In 2006, Neflix launched the Netflix Prize, “a machine learning and data mining competition for movie rating prediction.” Netflix hoped the $1 million prize would encourage a range of algorithmic solutions to improve the company’s existing recommendation program, Cinematch, by 10%. Cinematch used “straightforward statistical linear models with a lot of data conditioning,” and served two major purposes: as a competitive differentiator by recommending unfamiliar movies to customers, and more importantly, enabled Netflix to reduce demand for blockbuster new releases and improve assets turns of all DVDs in inventory.
Project Scope: Netflix defined the project scope as a 10% reduction of the “root mean squared error” (RMSE) from Cinematch’s existing 0.9525, and set a series of guidelines for competition participants. Netflix provided a dataset containing 100 million anonymous movie ratings for participants to test their algorithms.
2007 Progress Prize: In 2007, the BellKor Team, comprised of three employees from the Statistics Research group in AT&T labs, achieved an 8.43% improvement over Cinematch, and were awarded the first of two $50,000 Progress Prizes. The team spent nearly 2,000 developing a final solution that contained 107 algorithms and achieved a RMSE of 0.8712. Netflix engineers investigated the source code (a requirement for the prize), and identified the two best performing algorithms (of the 107): Matrix Foundation (also known as Singular Value Decomposition (SVD)) and Restricted Boltzmann Machines (RBM). “A linear blend” of the two algorithms were ultimately put to use in Netflix’s recommendation system, but the company set a goal of 1% improvement over BellKor’s solution to receive the 2008 Progress Prize.
2008 Progress Prize: The BellKor in BigChaos (the original BellKor team combined forces with colleagues from colleagues from Commendo Research) team won the second Progress Prize with an RMSE of 0.8627 and a 9.44% improvement over Cinematch.
2009 Grand Prize: With 24 minutes remaining before the close of the 3-year contest, Bellkor’s Pragmatic Chaos, a further expansion of the original BellKor team, submitted the ultimate $1 million grand prize solution. The final set of algorithms achieved an RMSE of 0.8567 and a 10.06% improvement over Cinematch.
The entire three year contest included 51,051 contestants and 41,305 teams (representing 186 countries). Netflix ultimately received 44,014 valid submission from 5,169 teams.
At each stage of the contest the original BellKor team expanded by adding new members, or in the case of the final submission, an entire competing team, to further refine their algorithms and drive for a >10% improvement.

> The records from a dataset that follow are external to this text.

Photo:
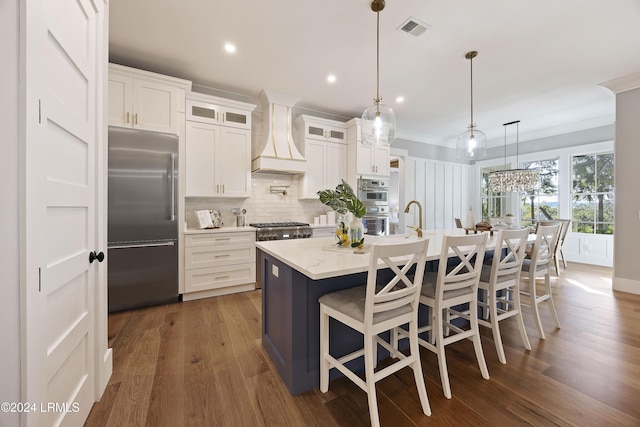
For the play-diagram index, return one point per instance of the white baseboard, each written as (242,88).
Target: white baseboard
(104,373)
(626,285)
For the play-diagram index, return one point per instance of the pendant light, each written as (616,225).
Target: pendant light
(379,120)
(473,143)
(512,179)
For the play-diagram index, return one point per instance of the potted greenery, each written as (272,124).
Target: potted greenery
(344,201)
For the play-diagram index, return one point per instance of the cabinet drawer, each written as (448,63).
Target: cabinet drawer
(219,277)
(215,256)
(208,239)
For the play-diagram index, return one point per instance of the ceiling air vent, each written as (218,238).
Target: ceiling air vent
(414,27)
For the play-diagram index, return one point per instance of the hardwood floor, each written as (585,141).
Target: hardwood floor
(201,363)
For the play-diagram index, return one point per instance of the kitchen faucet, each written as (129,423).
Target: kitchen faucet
(406,210)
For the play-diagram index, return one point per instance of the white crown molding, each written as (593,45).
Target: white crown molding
(623,84)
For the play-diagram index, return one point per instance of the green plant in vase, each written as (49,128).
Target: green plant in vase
(343,200)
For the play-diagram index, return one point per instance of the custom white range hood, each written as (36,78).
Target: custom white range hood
(276,152)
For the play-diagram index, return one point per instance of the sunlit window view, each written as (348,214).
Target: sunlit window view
(592,193)
(540,204)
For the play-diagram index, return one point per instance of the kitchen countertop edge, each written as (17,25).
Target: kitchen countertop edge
(219,230)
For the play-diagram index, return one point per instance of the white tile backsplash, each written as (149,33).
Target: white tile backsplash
(262,206)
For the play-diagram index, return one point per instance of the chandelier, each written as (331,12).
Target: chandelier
(472,144)
(512,179)
(379,120)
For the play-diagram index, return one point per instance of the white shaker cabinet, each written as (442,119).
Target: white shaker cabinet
(322,142)
(367,161)
(218,263)
(218,149)
(144,100)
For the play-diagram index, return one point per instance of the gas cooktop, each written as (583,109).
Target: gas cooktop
(282,230)
(278,224)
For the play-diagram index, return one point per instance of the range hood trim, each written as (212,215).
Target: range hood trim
(279,153)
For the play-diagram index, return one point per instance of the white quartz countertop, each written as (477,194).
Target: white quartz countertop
(222,229)
(321,258)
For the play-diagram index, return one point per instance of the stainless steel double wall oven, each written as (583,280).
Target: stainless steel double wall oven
(374,193)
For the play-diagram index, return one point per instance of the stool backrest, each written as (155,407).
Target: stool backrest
(403,289)
(460,265)
(509,253)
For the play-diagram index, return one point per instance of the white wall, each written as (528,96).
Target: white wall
(9,213)
(443,189)
(627,173)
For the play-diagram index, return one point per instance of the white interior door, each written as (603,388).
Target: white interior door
(59,190)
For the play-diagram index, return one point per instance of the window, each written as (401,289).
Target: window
(592,193)
(540,204)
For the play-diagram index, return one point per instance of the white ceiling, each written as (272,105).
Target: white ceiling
(540,62)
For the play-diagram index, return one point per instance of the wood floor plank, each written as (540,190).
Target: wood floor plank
(201,363)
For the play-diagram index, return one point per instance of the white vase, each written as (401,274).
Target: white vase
(356,230)
(471,223)
(342,229)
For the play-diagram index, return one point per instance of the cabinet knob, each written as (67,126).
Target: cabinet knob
(96,256)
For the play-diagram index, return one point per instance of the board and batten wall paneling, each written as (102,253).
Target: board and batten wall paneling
(441,187)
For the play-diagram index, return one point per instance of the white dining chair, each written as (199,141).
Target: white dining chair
(376,308)
(562,233)
(538,264)
(454,284)
(500,282)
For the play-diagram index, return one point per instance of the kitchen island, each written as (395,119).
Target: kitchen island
(295,274)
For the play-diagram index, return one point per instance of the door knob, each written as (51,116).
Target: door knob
(96,256)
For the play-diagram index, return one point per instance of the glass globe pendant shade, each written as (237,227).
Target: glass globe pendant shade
(378,125)
(472,144)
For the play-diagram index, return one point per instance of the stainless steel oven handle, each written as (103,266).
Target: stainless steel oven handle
(173,187)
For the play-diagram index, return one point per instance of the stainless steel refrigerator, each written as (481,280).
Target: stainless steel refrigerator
(142,222)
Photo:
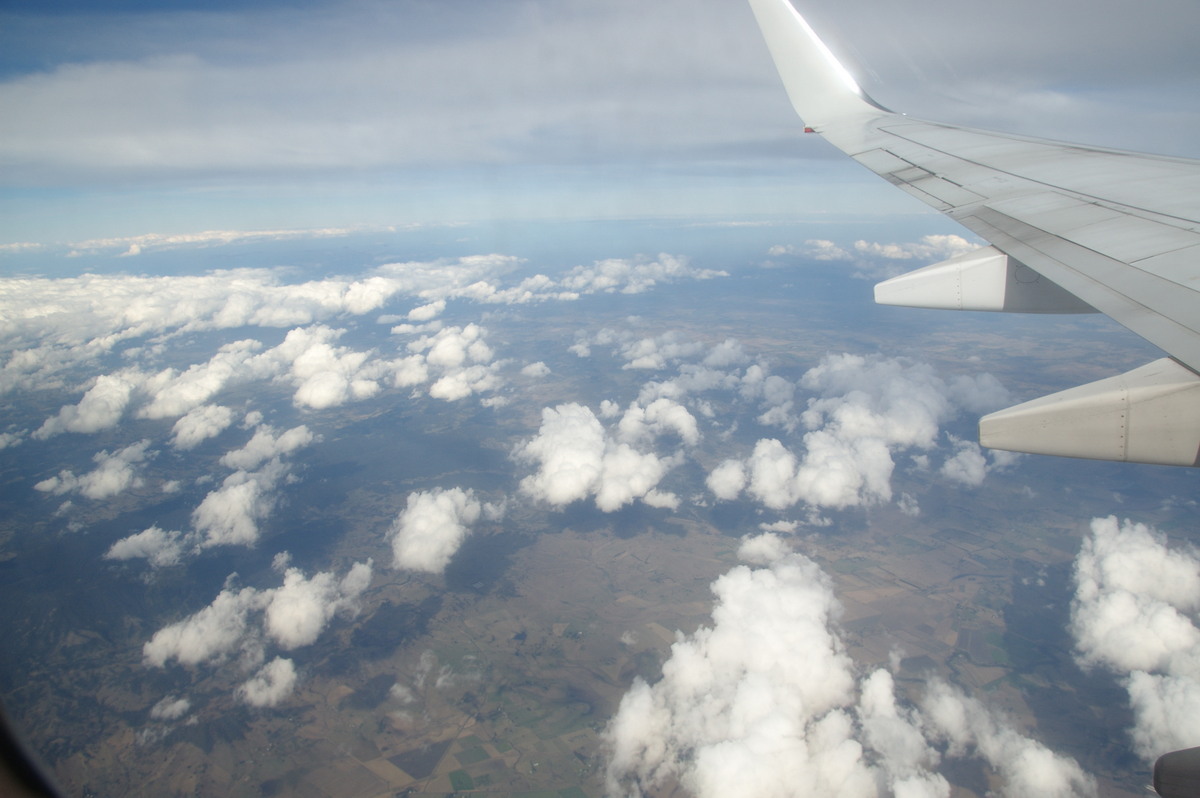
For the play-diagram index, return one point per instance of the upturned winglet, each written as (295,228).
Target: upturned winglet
(821,89)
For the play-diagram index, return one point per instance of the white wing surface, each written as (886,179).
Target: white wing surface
(1072,229)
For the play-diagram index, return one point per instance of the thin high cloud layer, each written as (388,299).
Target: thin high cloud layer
(861,412)
(49,327)
(767,702)
(239,627)
(1137,613)
(114,473)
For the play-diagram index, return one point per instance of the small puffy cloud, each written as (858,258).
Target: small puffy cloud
(767,702)
(265,444)
(299,610)
(456,358)
(229,515)
(210,635)
(201,424)
(727,480)
(1135,613)
(171,708)
(813,249)
(634,276)
(863,409)
(101,407)
(427,312)
(929,247)
(577,459)
(431,528)
(1026,767)
(659,418)
(173,394)
(114,473)
(325,375)
(243,622)
(160,547)
(967,466)
(273,683)
(535,370)
(659,351)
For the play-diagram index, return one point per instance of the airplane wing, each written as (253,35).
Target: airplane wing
(1072,229)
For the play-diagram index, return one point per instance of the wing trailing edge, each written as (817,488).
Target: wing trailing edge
(1072,229)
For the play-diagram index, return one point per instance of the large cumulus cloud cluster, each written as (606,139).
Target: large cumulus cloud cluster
(862,411)
(1137,613)
(241,624)
(766,701)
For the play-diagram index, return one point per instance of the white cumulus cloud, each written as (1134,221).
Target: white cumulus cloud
(431,528)
(767,702)
(1135,613)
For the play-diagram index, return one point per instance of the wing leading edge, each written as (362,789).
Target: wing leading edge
(1072,229)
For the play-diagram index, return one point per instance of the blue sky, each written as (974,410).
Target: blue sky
(178,118)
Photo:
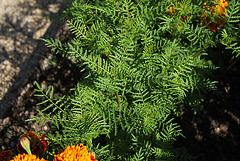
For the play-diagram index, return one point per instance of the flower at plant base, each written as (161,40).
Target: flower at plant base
(218,9)
(73,153)
(27,157)
(38,143)
(25,143)
(6,155)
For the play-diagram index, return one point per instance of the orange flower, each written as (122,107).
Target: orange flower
(73,153)
(215,9)
(38,143)
(27,157)
(6,155)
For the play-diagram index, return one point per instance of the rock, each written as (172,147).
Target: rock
(224,127)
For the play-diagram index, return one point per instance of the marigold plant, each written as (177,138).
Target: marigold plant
(27,157)
(220,10)
(72,153)
(38,143)
(6,155)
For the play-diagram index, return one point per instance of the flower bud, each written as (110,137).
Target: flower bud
(24,141)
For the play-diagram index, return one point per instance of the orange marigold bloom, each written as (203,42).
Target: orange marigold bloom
(73,153)
(6,155)
(219,8)
(27,157)
(38,143)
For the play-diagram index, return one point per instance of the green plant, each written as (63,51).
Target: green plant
(139,67)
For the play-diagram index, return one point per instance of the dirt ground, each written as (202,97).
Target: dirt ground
(212,134)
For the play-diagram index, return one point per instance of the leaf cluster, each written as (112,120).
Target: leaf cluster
(139,67)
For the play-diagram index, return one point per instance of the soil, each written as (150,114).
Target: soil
(211,134)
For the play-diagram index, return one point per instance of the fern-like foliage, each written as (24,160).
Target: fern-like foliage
(140,64)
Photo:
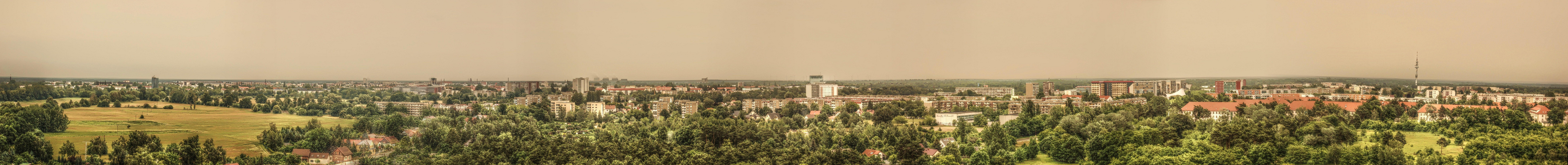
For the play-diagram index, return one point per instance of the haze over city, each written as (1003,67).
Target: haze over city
(783,40)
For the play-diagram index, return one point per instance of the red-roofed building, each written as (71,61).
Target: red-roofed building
(1216,110)
(1541,113)
(873,153)
(623,91)
(929,151)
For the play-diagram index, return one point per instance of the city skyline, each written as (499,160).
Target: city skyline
(1489,41)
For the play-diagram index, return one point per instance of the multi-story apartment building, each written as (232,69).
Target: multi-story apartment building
(411,108)
(563,107)
(526,86)
(419,89)
(819,88)
(1518,97)
(1362,89)
(1109,88)
(1286,86)
(816,91)
(1048,88)
(1333,85)
(527,100)
(1015,107)
(581,85)
(1232,86)
(1081,89)
(1359,97)
(1265,91)
(1164,86)
(988,91)
(1318,91)
(1442,94)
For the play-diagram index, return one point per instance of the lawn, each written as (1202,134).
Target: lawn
(236,130)
(1415,142)
(57,100)
(1043,159)
(1421,141)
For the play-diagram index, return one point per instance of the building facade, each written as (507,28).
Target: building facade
(988,91)
(581,85)
(526,86)
(1232,86)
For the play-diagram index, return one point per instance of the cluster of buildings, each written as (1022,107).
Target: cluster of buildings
(1429,113)
(1136,88)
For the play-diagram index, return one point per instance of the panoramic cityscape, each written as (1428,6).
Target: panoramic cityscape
(783,83)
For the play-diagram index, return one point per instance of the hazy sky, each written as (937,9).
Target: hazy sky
(783,40)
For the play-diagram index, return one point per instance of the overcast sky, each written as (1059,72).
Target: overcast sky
(783,40)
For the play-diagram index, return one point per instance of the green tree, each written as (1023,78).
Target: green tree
(1200,113)
(1062,147)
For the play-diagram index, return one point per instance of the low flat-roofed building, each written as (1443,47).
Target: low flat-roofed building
(988,91)
(951,117)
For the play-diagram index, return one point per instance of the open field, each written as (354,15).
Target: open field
(236,130)
(59,100)
(1043,159)
(117,124)
(1415,142)
(1421,141)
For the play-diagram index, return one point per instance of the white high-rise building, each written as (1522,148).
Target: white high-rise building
(581,85)
(816,91)
(818,88)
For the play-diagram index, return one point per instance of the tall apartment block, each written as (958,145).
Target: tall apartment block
(818,88)
(1232,86)
(581,85)
(1138,88)
(1111,88)
(988,91)
(526,86)
(1039,88)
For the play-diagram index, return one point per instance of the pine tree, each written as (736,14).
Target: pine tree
(98,147)
(1200,113)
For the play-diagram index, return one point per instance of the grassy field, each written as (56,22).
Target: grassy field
(1423,141)
(236,130)
(1043,159)
(1415,142)
(59,100)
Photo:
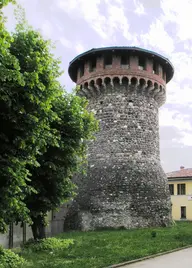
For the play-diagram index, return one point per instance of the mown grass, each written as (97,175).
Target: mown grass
(103,248)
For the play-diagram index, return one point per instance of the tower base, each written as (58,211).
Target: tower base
(132,194)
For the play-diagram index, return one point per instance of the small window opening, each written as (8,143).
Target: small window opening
(155,68)
(108,61)
(183,212)
(142,63)
(181,189)
(171,189)
(92,65)
(124,61)
(81,70)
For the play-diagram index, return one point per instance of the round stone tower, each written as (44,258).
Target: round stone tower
(125,185)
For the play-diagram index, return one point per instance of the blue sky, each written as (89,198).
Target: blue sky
(159,25)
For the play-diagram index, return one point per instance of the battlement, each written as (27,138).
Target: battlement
(101,70)
(110,84)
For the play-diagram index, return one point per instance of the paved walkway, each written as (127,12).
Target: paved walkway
(178,259)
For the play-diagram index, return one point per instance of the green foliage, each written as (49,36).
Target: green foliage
(43,129)
(57,165)
(9,259)
(3,3)
(49,244)
(153,234)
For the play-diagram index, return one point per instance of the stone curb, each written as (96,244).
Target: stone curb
(147,257)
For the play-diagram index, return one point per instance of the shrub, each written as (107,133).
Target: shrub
(48,244)
(153,234)
(9,259)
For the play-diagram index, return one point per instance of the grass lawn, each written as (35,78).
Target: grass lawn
(104,248)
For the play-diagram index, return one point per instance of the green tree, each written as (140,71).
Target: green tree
(28,86)
(52,179)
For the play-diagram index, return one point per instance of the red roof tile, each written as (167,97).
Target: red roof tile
(182,173)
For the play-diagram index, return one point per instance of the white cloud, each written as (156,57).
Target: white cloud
(106,25)
(178,94)
(175,119)
(178,12)
(79,48)
(47,29)
(182,61)
(65,42)
(186,138)
(139,8)
(158,38)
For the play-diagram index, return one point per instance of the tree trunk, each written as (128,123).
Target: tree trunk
(38,228)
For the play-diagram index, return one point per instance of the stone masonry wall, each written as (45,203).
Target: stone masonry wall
(125,185)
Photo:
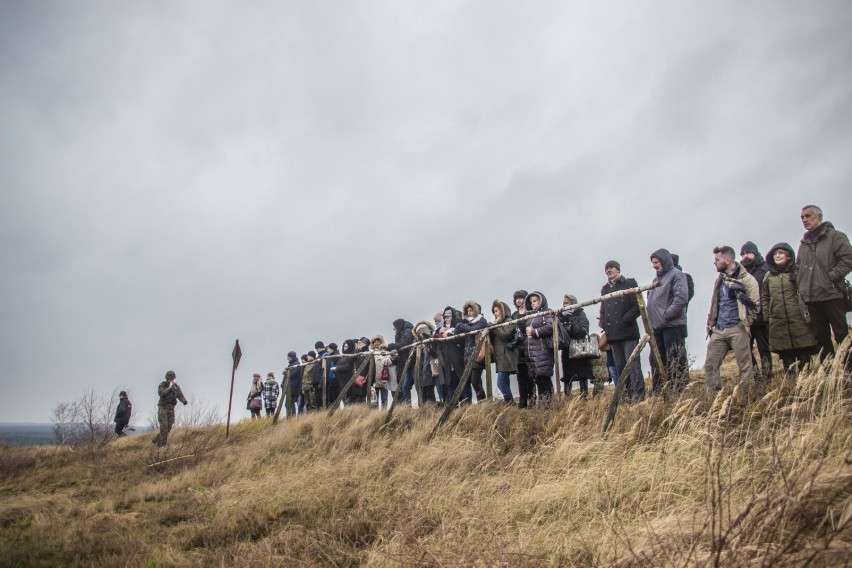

Second place finisher “The Ensemble” also formed as a collection of teams that had submitted individual solutions earlier in the contest. Wired
magazine summarized this crowdsourcing within a crowdsourcing competition: “The secret sauce for both BellKor’s Pragmatic Chaos and The Ensemble was collaboration between diverse ideas, and not in some touchy-feely, unquantifiable, ‘when people work together things are better’ sort of way. The top two teams beat the challenge by combining teams and their algorithms into more complex algorithms incorporating everybody’s work. The more people joined, the more the resulting team’s score would increase.”
“At first, a whole lot of teams got in — and they got 6-percent improvement, 7-percent improvement, 8-percent improvement, and then it started slowing down, and we got into year two. There was this long period where they were barely making progress, and we were thinking, ‘maybe this will never be won…’ Then there was a great insight among some of the teams — that if they combined their approaches, they actually got better. It was fairly unintuitive to many people [because you generally take the smartest two people and say ‘come up with a solution’]… when you get this combining of these algorithms in certain ways, it started out this ‘second frenzy.’ In combination, the teams could get better and better and better,” explained Netflix chief product officer Neil Hunt.
When it was an independent team, Pragmatic Theory, discovered that the number of movies rated by an individual on an given day could be used as an indicator of how much time had passed since the viewer watched the movie. They also tracked “how memory affected particular movie ratings.” (ed. note: unclear how this was done). Although this discovery was not particular successful on its own at achieving the >10% improvement, when combined with BellKor’s algorithms, it gave the new team a slight edge over the competition.
The Netflix Prize demonstrates the power of crowdsourcing in developing innovative solutions for complex problems. Further, it’s an interesting example of how setting various stages in the competition can help further push teams to achieve new success by combining their solutions with other contestants.